Proprio sul caso Angelina Jolie, molti oncologi hanno assunto posizioni differenti…

«Purtroppo non tutti gli oncologi propongono alle donne, che hanno un tumore con caratteristiche simili a quello di Angelina Jolie, la possibilità di sottoporsi al test genetico per individuare la mutazione BRCA, né tanto meno di accennare all’eventualità della mastectomia o ovariectomia profilattica. Come Associazione scientifica ci siamo impegnati a diffondere una capillare informazione sull’opportunità di eseguire questi test genetici per individuare le mutazioni BRCA nelle donne con tumore all’ovaio e in quelle con tumore mammario, comparso in età giovanile. E, in futuro, siamo orientati a proporre questi screening genetici anche alle donne sane, che hanno però avuto casi di tumori con BRCA alterato in famiglia. Le linee guida Aiom infatti raccomandano che tutte le donne, con tumore ovarico non mucinoso e non borderline, debbano accedere al test BRCA subito dopo la diagnosi. E questo si deve estendere anche alle donne della famiglia, per prevenire un tumore che ancora oggi uccide il 70% delle pazienti».

Quale obiettivo vi proponete come Aiom per far conoscere questi test genetici?
«Sensibilizzare la comunità scientifica in riferimento ai percorsi di counselling genetico, particolarmente indicativi per il tumore al seno e all’ovaio, ma che potrebbero riguardare anche altri tumori, come quello allo stomaco. E su questa linea, stiamo verificando la disponibilità dei laboratori di biologia molecolare nei Centri di Oncologia delle differenti Regioni: attualmente sono circa una sessantina quelli operativi. E ci stiamo attivando anche per compilare un Registro con tutti questi centri e con precise indicazioni per le donne che si dovrebbero sottoporre al test. Ma c’è ancora molto da fare per garantire a tutte le donne e in tutte le Regioni questa possibilità che, in alcuni casi, potrebbe davvero salvare loro la vita. Per questo Aiom ha divulgato le raccomandazioni rivolte ai ginecologi, affinchè possano proporre a tutte le donne con carcinoma ovarico di sottoporsi al test BRCA e anche a quelle sane, che hanno casi di questo tumore in famiglia».
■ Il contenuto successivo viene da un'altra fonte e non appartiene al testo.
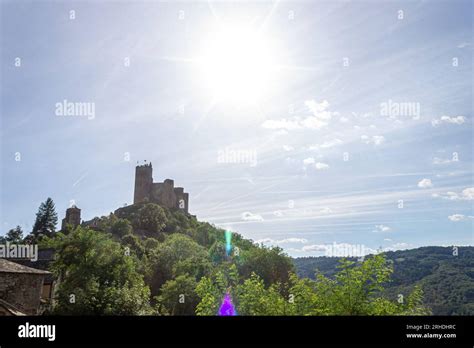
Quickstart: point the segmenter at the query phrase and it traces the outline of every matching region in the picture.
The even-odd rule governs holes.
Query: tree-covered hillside
[[[419,286],[433,314],[474,315],[474,247],[422,247],[384,254],[394,270],[385,284],[391,298]],[[297,274],[313,279],[315,270],[333,278],[339,262],[337,257],[294,259]]]
[[[49,270],[59,281],[51,314],[430,313],[419,287],[401,301],[389,299],[384,284],[393,266],[384,256],[343,260],[332,278],[298,278],[282,249],[257,245],[153,203],[120,208],[59,232],[30,234],[26,240],[54,250]]]

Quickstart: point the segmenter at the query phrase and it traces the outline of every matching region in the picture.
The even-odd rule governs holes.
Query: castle
[[[167,208],[177,208],[189,213],[189,194],[182,187],[174,187],[174,181],[166,179],[164,182],[153,182],[153,167],[151,163],[138,165],[135,168],[135,192],[133,204],[157,203]],[[85,226],[94,227],[97,218],[83,221]],[[61,230],[65,230],[70,224],[77,227],[81,224],[81,209],[75,205],[66,210],[66,216],[62,220]]]
[[[75,205],[66,209],[66,217],[62,220],[61,230],[64,231],[68,224],[72,225],[72,227],[77,227],[81,224],[81,209]]]
[[[174,181],[153,182],[151,163],[135,168],[135,192],[133,204],[150,202],[167,208],[182,209],[188,213],[189,194],[182,187],[174,187]]]

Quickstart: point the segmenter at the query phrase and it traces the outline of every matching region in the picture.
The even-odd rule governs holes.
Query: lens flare
[[[225,254],[226,256],[230,255],[232,250],[232,232],[225,231]]]
[[[219,308],[219,315],[220,316],[234,316],[237,315],[237,311],[232,304],[232,299],[230,298],[230,294],[226,293],[224,299],[222,300],[221,307]]]

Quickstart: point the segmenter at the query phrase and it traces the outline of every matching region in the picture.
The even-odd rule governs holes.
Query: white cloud
[[[285,129],[285,130],[293,130],[301,128],[301,125],[298,123],[298,120],[266,120],[262,123],[263,128],[267,129]]]
[[[277,240],[277,243],[285,244],[285,243],[308,243],[308,240],[305,238],[287,238],[282,240]]]
[[[314,158],[313,158],[313,157],[308,157],[308,158],[305,158],[305,159],[303,160],[303,164],[304,164],[305,166],[310,165],[310,164],[313,164],[314,162],[315,162],[315,161],[314,161]]]
[[[316,170],[326,170],[329,169],[329,164],[318,162],[315,165]]]
[[[306,117],[303,121],[301,121],[301,125],[304,128],[309,129],[319,129],[328,125],[328,122],[317,118],[316,116]]]
[[[263,221],[263,217],[261,215],[253,214],[249,211],[242,213],[241,218],[244,221]]]
[[[453,214],[453,215],[449,215],[448,219],[454,222],[458,222],[458,221],[464,221],[468,219],[474,219],[474,216],[470,216],[470,215],[466,216],[463,214]]]
[[[458,45],[458,48],[465,48],[465,47],[468,47],[468,46],[471,46],[471,44],[469,42],[461,42]]]
[[[419,188],[430,188],[433,187],[433,183],[431,182],[431,179],[422,179],[418,183]]]
[[[468,187],[461,192],[462,199],[472,201],[474,199],[474,187]]]
[[[336,112],[326,110],[329,107],[327,100],[317,103],[315,100],[305,101],[306,107],[312,112],[312,116],[308,117],[293,117],[291,119],[280,119],[280,120],[266,120],[262,123],[263,128],[267,129],[320,129],[328,125],[333,115],[337,115]]]
[[[449,164],[451,162],[458,162],[458,161],[454,161],[454,160],[450,160],[450,159],[443,159],[443,158],[439,158],[439,157],[435,157],[433,158],[433,164]]]
[[[283,145],[283,150],[285,151],[292,151],[294,150],[295,148],[293,146],[290,146],[290,145]]]
[[[463,214],[453,214],[453,215],[449,215],[448,219],[454,222],[458,222],[458,221],[466,220],[466,216]]]
[[[308,243],[308,240],[305,238],[286,238],[275,240],[271,238],[263,238],[255,241],[255,243],[268,243],[268,244],[289,244],[289,243]]]
[[[391,230],[392,229],[390,227],[385,225],[375,225],[375,230],[373,230],[372,232],[389,232]]]
[[[347,123],[347,122],[349,122],[349,119],[348,119],[347,117],[345,117],[345,116],[342,116],[342,117],[339,119],[339,122],[341,122],[341,123]]]
[[[324,143],[319,145],[319,147],[321,147],[323,149],[327,149],[327,148],[334,147],[334,146],[341,145],[341,144],[342,144],[341,139],[333,139],[333,140],[325,141]]]
[[[372,141],[374,142],[375,145],[380,145],[383,142],[385,142],[385,137],[383,135],[374,135],[372,137]]]
[[[331,214],[331,213],[332,213],[332,209],[329,208],[329,207],[325,207],[325,208],[321,209],[319,212],[320,212],[321,214]]]
[[[474,187],[466,187],[461,193],[448,191],[446,194],[433,194],[433,197],[441,197],[450,201],[472,201],[474,200]]]
[[[256,240],[255,243],[257,244],[270,244],[270,243],[273,243],[274,240],[271,239],[271,238],[263,238],[263,239],[259,239],[259,240]]]
[[[443,123],[451,123],[461,125],[466,122],[466,118],[464,116],[441,116],[439,119],[434,119],[431,121],[431,125],[433,127],[437,127]]]
[[[385,137],[383,135],[373,135],[369,137],[368,135],[361,135],[360,140],[366,144],[381,145],[385,142]]]
[[[329,107],[329,102],[323,100],[321,103],[317,103],[314,99],[307,100],[304,102],[304,105],[308,107],[309,110],[313,113],[314,116],[324,120],[331,119],[331,113],[326,111]]]
[[[305,245],[301,248],[301,251],[308,252],[308,251],[326,251],[327,245],[324,244],[311,244]]]
[[[390,238],[384,238],[384,241],[385,242],[392,242],[392,240]]]
[[[329,149],[331,147],[341,145],[342,143],[343,141],[341,139],[334,138],[331,140],[326,140],[322,144],[310,145],[308,149],[312,151],[318,151],[320,149]]]

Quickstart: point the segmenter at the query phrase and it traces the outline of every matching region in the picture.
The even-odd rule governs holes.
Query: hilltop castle
[[[151,163],[138,165],[135,168],[135,192],[133,204],[137,203],[157,203],[166,208],[176,208],[188,211],[189,194],[184,192],[182,187],[174,187],[174,181],[166,179],[164,182],[153,182],[153,167]],[[116,210],[116,212],[120,209]],[[96,227],[99,218],[90,221],[83,221],[82,225]],[[62,220],[61,230],[65,230],[67,225],[77,227],[81,225],[81,209],[75,205],[66,210],[66,216]]]
[[[153,182],[151,163],[135,168],[135,192],[133,204],[150,202],[167,208],[182,209],[188,213],[189,194],[182,187],[174,187],[174,181]]]
[[[81,224],[81,209],[75,205],[66,209],[66,217],[62,220],[61,230],[64,231],[68,224],[72,225],[72,227],[77,227]]]

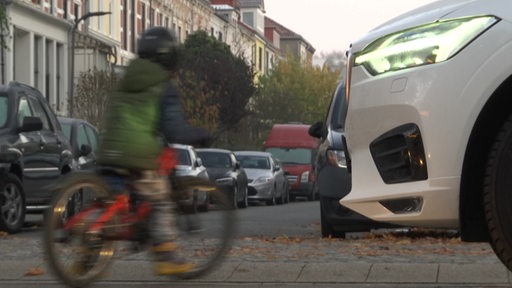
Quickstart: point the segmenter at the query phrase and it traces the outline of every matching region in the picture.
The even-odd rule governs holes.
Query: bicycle
[[[46,215],[44,248],[49,266],[66,285],[84,287],[101,278],[114,260],[116,242],[128,241],[133,252],[148,248],[151,203],[137,199],[134,180],[127,171],[102,167],[70,173],[56,187]],[[229,251],[235,215],[228,197],[214,184],[174,180],[176,242],[180,255],[195,267],[175,276],[191,279],[210,272]],[[193,195],[183,191],[197,189],[208,193],[209,212],[190,209]],[[77,194],[81,209],[76,207]]]

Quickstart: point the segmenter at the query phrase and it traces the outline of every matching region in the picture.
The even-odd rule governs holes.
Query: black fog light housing
[[[420,129],[409,123],[379,136],[370,144],[377,170],[386,184],[428,178]]]
[[[421,208],[423,207],[423,198],[400,198],[379,201],[379,203],[395,214],[418,213],[421,211]]]

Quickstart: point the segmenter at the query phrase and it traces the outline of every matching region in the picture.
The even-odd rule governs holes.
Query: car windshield
[[[238,155],[236,158],[240,166],[246,169],[270,169],[268,158],[264,156]]]
[[[179,165],[192,165],[192,160],[190,160],[187,149],[176,149],[176,152],[178,153]]]
[[[231,160],[229,155],[222,152],[205,152],[198,151],[197,154],[203,161],[206,168],[230,168]]]
[[[0,128],[7,124],[7,95],[0,95]]]
[[[60,123],[60,126],[62,127],[62,132],[64,132],[64,135],[66,135],[66,138],[68,138],[69,141],[71,141],[71,123]]]
[[[313,159],[313,151],[307,148],[278,148],[271,147],[265,149],[283,164],[310,164]]]

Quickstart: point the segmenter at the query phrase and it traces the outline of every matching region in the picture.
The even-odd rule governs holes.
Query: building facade
[[[302,37],[293,43],[282,25],[267,27],[264,0],[11,0],[0,5],[10,20],[8,31],[0,31],[7,35],[6,47],[0,48],[2,84],[16,80],[36,87],[58,115],[69,116],[81,72],[122,70],[135,57],[139,36],[152,26],[173,30],[180,42],[207,31],[252,65],[255,80],[272,70],[283,51],[301,58],[314,53]]]

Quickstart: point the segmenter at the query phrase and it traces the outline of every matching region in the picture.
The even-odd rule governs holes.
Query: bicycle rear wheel
[[[77,193],[82,199],[81,211],[70,205]],[[89,231],[111,199],[108,186],[94,172],[70,173],[58,185],[47,211],[43,240],[49,266],[66,285],[86,286],[101,277],[112,262],[114,243]],[[67,227],[68,221],[76,222]]]
[[[179,274],[182,279],[200,277],[220,264],[231,248],[236,223],[233,205],[225,192],[210,183],[188,185],[208,193],[210,204],[208,212],[180,209],[177,215],[179,253],[195,267]]]

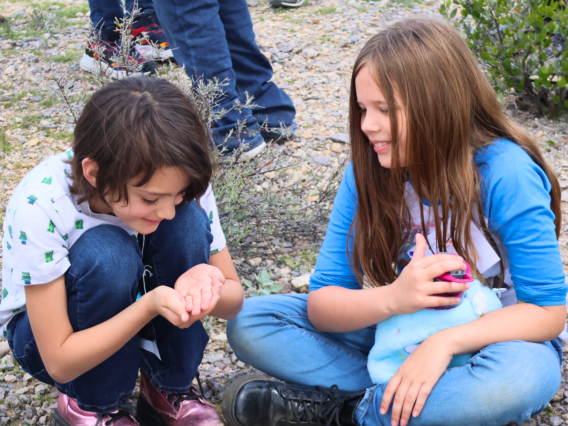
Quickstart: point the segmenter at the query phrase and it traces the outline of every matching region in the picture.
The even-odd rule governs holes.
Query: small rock
[[[564,420],[562,420],[560,417],[558,416],[554,416],[550,419],[550,424],[552,426],[560,426],[561,424],[564,423]]]
[[[4,399],[6,396],[6,390],[4,388],[0,388],[0,399]]]
[[[341,151],[343,151],[343,145],[340,143],[332,143],[331,146],[329,147],[329,150],[331,152],[339,154]]]
[[[294,47],[296,47],[296,46],[294,46],[292,43],[280,43],[279,45],[276,46],[276,48],[279,51],[284,52],[284,53],[293,50]]]
[[[19,139],[18,139],[19,140]],[[10,353],[10,346],[6,340],[0,342],[0,357],[4,357]]]
[[[13,374],[6,374],[4,376],[4,381],[6,383],[14,383],[16,380],[18,380],[18,378],[16,376],[14,376]]]
[[[519,426],[537,426],[536,419],[528,419],[526,422],[521,423]]]
[[[336,133],[329,137],[333,142],[349,143],[349,135],[347,133]]]
[[[300,293],[307,293],[310,286],[311,274],[301,275],[292,280],[292,286]]]
[[[248,4],[250,7],[256,7],[256,6],[258,6],[258,3],[257,3],[256,1],[254,1],[254,0],[247,0],[247,4]]]
[[[359,38],[358,35],[352,35],[351,38],[349,39],[351,43],[357,43],[359,40],[361,39]]]
[[[16,393],[16,395],[23,395],[26,392],[28,392],[30,389],[31,389],[31,387],[26,386],[26,387],[18,389],[15,393]]]
[[[213,337],[213,340],[216,340],[218,342],[226,342],[227,341],[227,335],[225,333],[219,333],[216,336]]]
[[[421,10],[421,9],[418,9],[417,7],[415,7],[414,9],[412,9],[412,12],[414,12],[414,13],[420,13],[420,12],[422,12],[422,10]]]
[[[262,263],[262,258],[260,258],[260,257],[255,257],[255,258],[253,258],[253,259],[249,259],[248,262],[251,264],[251,266],[258,266],[258,265],[260,265],[260,264]]]
[[[28,380],[31,380],[32,376],[29,373],[24,374],[24,378],[22,379],[23,382],[27,382]]]
[[[207,357],[207,362],[213,364],[214,362],[221,361],[225,356],[223,354],[212,353]]]
[[[47,393],[47,391],[49,390],[49,386],[48,385],[37,385],[35,387],[34,393],[36,395],[44,395]]]
[[[30,96],[30,101],[32,102],[41,102],[43,98],[41,96]]]
[[[20,143],[26,143],[28,140],[26,138],[23,138],[21,136],[18,137],[18,142]]]
[[[76,16],[77,18],[82,18],[83,16],[85,16],[85,14],[84,14],[83,12],[77,12],[77,13],[75,14],[75,16]]]
[[[306,49],[304,50],[304,55],[306,56],[306,58],[315,58],[316,56],[318,56],[320,53],[315,50],[315,49]]]
[[[238,368],[245,368],[245,363],[242,361],[237,361],[237,367]]]
[[[12,407],[19,407],[22,404],[22,402],[14,395],[8,396],[6,399],[4,399],[4,402],[8,405],[11,405]]]
[[[47,423],[47,416],[41,416],[41,417],[39,418],[39,424],[40,424],[40,425],[44,425],[44,424],[46,424],[46,423]]]
[[[37,410],[35,407],[29,405],[26,407],[26,419],[33,419],[37,414]]]
[[[278,272],[280,272],[281,275],[288,275],[290,272],[292,272],[292,270],[288,266],[284,266]]]
[[[535,138],[542,138],[544,136],[544,132],[542,130],[539,130],[538,132],[536,132],[536,135],[534,135]]]

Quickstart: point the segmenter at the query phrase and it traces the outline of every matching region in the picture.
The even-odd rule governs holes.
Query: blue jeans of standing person
[[[144,258],[138,242],[117,226],[87,230],[71,246],[71,267],[65,273],[73,330],[94,327],[132,305],[144,265],[151,272],[145,277],[148,291],[158,285],[173,287],[188,269],[209,262],[212,239],[207,215],[195,201],[146,236]],[[203,325],[197,321],[181,329],[161,316],[151,324],[161,360],[141,349],[135,336],[106,361],[68,383],[57,383],[49,376],[27,312],[10,321],[7,338],[14,358],[34,378],[57,386],[60,392],[77,399],[85,411],[106,413],[117,410],[130,397],[139,368],[158,389],[176,393],[189,390],[209,340]]]
[[[125,0],[125,6],[128,13],[134,10],[136,0]],[[142,12],[152,13],[154,5],[152,0],[138,0],[138,9]],[[115,20],[124,18],[124,10],[121,0],[89,0],[89,9],[91,10],[91,23],[93,28],[101,32],[101,40],[116,42],[119,34],[116,32]]]
[[[391,425],[391,411],[379,412],[385,384],[374,385],[367,355],[375,327],[323,333],[308,319],[307,295],[245,300],[227,325],[237,357],[288,383],[356,391],[366,389],[355,411],[363,426]],[[560,386],[562,347],[558,340],[490,345],[463,367],[448,369],[409,426],[501,426],[523,423],[544,410]]]
[[[218,110],[229,112],[212,131],[217,145],[236,130],[239,120],[246,122],[248,132],[258,131],[264,122],[271,128],[292,125],[294,104],[270,81],[272,66],[256,44],[246,0],[155,0],[154,9],[177,63],[185,66],[188,76],[228,83]],[[231,110],[235,101],[244,102],[245,93],[254,96],[259,108]],[[234,149],[238,140],[226,146]]]

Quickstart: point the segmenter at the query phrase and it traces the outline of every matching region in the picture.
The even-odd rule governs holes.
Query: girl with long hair
[[[248,299],[228,325],[237,356],[285,383],[235,380],[227,421],[500,426],[538,414],[560,385],[567,286],[560,187],[536,143],[439,20],[369,40],[349,112],[352,162],[309,295]],[[502,290],[504,307],[432,334],[388,383],[373,383],[375,325],[459,302],[443,294],[466,284],[434,278],[463,260]]]

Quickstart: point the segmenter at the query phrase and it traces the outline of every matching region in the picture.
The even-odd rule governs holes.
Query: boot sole
[[[138,397],[136,404],[136,420],[138,420],[140,426],[168,426],[160,413],[142,396]]]
[[[267,380],[266,376],[261,376],[259,374],[244,374],[237,377],[231,383],[227,385],[225,392],[223,393],[223,417],[225,421],[229,423],[229,426],[247,426],[239,423],[234,417],[233,407],[235,405],[235,399],[239,394],[241,388],[249,382],[255,380]],[[268,379],[270,380],[270,379]]]
[[[61,417],[61,414],[59,414],[57,410],[53,413],[53,421],[51,424],[52,426],[71,426],[71,423]]]

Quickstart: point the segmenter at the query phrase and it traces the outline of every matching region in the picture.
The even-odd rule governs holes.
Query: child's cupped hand
[[[389,287],[392,294],[392,311],[411,314],[422,308],[455,305],[459,298],[433,296],[439,293],[465,291],[468,283],[434,282],[434,278],[458,269],[465,269],[463,259],[453,254],[426,254],[426,239],[416,234],[416,248],[412,260]]]
[[[184,298],[187,313],[201,319],[217,305],[224,283],[218,268],[201,264],[180,276],[174,288]]]
[[[144,297],[150,301],[150,309],[155,315],[161,315],[176,327],[187,328],[190,315],[185,310],[185,298],[171,287],[159,286]]]

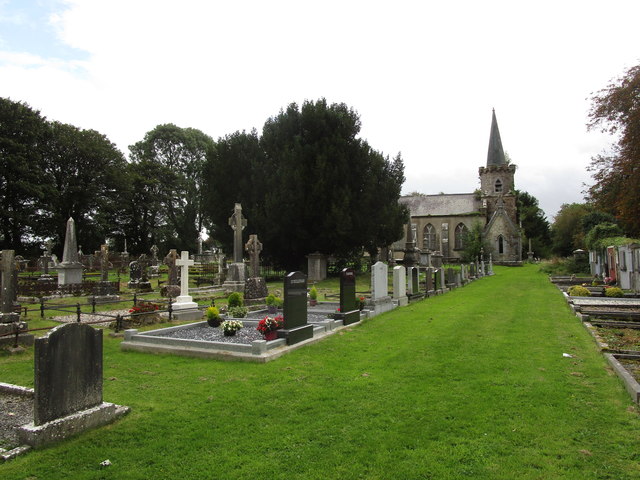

Quali sono i vantaggi di individuare la presenza di queste mutazioni?
«Individuare precocemente queste mutazioni, che interessano il 5-10% delle donne con tumore al seno e all’ovaio, soprattutto in età giovanile, vuol dire mettere in atto una sorveglianza attiva, sottoponendole ad esempio a screening più ravvicinati: mammografia ed ecografia trans-vaginale ogni sei mesi e valutazione nel sangue di alcuni marcatori, come il Ca 125 per l’ovaio. In alternativa si può prospettare una chirurgia profilattica, in particolare nelle donne più avanti negli anni, con asportazione delle mammelle, di ovaie e tube (annessiectomia), intervento che abbatte il rischio di comparsa del carcinoma nel 95% dei casi. Si è visto inoltre che questi tumori, con mutazioni BRCA, rispondono meglio ad alcuni tipi di chemioterapia (platino, doxorubicina). In particolare nel tumore all’ovaio, c’è una buona risposta ad alcuni farmaci (Parp inibitori) che, in aggiunta alla chemioterapia, sembrano molto efficaci nel controllo della malattia. Oggi si usano solo dopo la tradizionale chemioterapia con platino. Ma ci auguriamo che presto vengano utilizzati anche in prima linea di trattamento».